私が調停委員をしたときの例ですが,三期日にわたって,相手方(兄)が申立人(妹)を罵るがごとく,調停委員に向かって気を吐いていた調停事件がありました。私は,調停委員の一人の後任になって,四期日目にはじめて相手方(兄)と顔を合わせたことがありました。
その調停の席でのこと,
相手方(兄)
「今度の調停委員さんは,私の話を聴くのははじめてですね。それなら,私は,最初からお話ししますので,よく聴いてくださいよ。」
調停委員(私)
「いいえ。あなたのお話しはお聴きしませんよ。これまで三期日にわたってあなたがお話しされたことの概略は,私も間接に聴いています。しかしながら,その話は,あなたの相続分を増やす理由にも,減らす理由にもなりませんのでね。あなたの相続分が増え,申立人(妹)の相続分が少なくなる話ならお聴きしますが,それ以外のお話しは,お聴きしても,意味がないからです。」
相手方(兄)
「・・・(びっくりしたような表情をみせながら)・・・」
調停委員(私)
「無論,あなたの妹さんからも,それに関連したお話しをお聴きすることはありません。」
相手方(兄)
「・・・・・分かりました。では,妹からの提案の遺産分割案で結構です。」
このような経緯から,その日のうちに,遺産分割の調停が成立したという経験を持っています。

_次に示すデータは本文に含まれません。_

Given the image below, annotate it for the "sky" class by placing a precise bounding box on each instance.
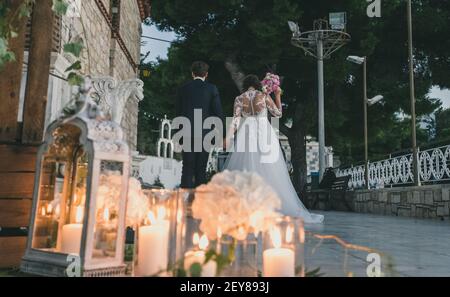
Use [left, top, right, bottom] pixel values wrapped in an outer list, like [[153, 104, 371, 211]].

私たち人間は,“理”と“情”の世界に生きている動物です。
“情”を誘えば,“情”が激すこと,自明の動物です。
しかしながら,“理”に訴えれば“理”で応える理性の人でもあるのです。
“言いたいことを言わせるのが,ガス抜きになる”という思想は,どこか人間理解に欠けた発想のようにしか思えません。
4 調停委員の課題
私は,つねづね,調停委員さんは,遺産分割にはつながらない感情論は,“言わせない”“聴かない”“相手方に伝えない”という態度を持して,申立人にも,相手方にも,そのことを明確に伝え,また,自らも厳守するという態度をとるべきだと思っています。
調停委員さんが,そのような態度をとれば,今の遺産分割の調停の遅れは相当程度減るであろうと考えているのです。
遺産分割の調停に出席する相続人を,“情の勝った人間”と断ずるのではなく,“理に優れた人間”と考えるべきだと思うのです。
5 相続人の代理人になる弁護士の課題
事のついでにですが,それと,相続人の代理人になって,遺産分割の調停に出席する弁護士自身,法律を無視した遺産分割の要求や,遺産分割にはつながらない依頼者の感情的な要求は“しない。できない。勧めない。”という自覚を持ち,依頼者を十分納得させて,調停の席に臨むべきであろうと思っています。
これができれば,今の遺産分割の調停にかかっている時間は,半減するのではないかと考えているところです。
弁護士が,上記のような自覚を持てば,当然,調停委員さんも調停を進める進め方がずいぶん楽になるだろうと思われます。